In 2019, Bracke et al. at The Bank of England published an explainable AI use case for credit risk featuring GBM and Shapley values . Later the same year, Bussman et al. published a similar piece, introducing a GBM and Shapley value example in the journal Credit Risk Management . In March of 2020, Gill et al. published a mortgage lending workflow based on monotonically constrained GBM, explainable neural networks, and Shapley values, that gave careful consideration to US adverse action notice and anti-discrimination requirements .

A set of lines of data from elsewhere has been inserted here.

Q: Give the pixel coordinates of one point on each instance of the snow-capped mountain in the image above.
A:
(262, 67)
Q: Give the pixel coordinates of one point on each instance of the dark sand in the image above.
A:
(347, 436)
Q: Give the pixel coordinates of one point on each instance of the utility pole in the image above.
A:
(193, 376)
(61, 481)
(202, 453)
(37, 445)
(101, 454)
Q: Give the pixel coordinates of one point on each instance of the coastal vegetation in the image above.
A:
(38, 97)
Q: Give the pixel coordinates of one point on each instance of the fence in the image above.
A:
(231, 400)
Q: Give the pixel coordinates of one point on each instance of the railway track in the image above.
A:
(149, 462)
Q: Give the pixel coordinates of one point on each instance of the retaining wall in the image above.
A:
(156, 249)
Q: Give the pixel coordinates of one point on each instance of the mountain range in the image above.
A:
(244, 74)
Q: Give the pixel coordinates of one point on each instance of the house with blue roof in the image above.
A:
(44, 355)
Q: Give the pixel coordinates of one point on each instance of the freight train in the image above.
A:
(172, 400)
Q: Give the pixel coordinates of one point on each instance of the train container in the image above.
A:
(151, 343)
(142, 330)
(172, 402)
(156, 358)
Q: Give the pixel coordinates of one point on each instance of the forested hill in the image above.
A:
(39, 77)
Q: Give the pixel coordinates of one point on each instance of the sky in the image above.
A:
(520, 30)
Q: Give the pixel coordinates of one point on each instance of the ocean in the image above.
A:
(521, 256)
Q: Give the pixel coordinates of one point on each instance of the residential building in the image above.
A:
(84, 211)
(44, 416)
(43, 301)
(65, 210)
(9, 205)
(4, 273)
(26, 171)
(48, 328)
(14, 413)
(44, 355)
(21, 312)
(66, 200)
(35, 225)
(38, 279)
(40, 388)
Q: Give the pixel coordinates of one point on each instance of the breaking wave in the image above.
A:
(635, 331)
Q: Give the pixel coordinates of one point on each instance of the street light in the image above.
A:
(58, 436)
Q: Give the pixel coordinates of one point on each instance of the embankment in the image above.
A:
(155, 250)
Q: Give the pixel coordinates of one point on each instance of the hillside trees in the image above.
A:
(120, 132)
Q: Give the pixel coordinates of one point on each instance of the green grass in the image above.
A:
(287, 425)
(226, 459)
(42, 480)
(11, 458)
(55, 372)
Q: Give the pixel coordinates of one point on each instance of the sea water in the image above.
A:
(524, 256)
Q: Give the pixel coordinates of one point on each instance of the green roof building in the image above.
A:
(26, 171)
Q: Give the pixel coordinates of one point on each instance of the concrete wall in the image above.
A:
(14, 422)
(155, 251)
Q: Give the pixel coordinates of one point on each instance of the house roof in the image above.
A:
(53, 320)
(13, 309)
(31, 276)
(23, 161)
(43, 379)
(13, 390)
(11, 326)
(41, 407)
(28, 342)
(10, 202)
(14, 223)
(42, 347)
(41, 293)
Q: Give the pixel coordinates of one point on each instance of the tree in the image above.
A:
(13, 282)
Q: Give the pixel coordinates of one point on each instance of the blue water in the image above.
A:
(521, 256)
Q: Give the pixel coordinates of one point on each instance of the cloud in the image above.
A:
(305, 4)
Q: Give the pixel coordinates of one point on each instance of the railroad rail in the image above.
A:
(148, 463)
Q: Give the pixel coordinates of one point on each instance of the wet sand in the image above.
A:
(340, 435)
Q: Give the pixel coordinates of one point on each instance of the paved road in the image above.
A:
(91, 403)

It now appears possible to take cautious steps away from trusted GLMs to more sophisticated GBMs. The use of constraints, post-hoc explanation, and discrimination testing enables you to compare GBMs to GLMs. These techniques may very well enable compliance with adverse action notice, discrimination, and documentation requirements too. And with a little luck, GBMs could lead to better financial outcomes for consumers, insurers, and lenders. As all this momentum and hype mounts for machine learning in regulated financial services, we hope that Parts 1 and 2 of this post will be helpful for those looking to responsibly transition from GLM to GBM.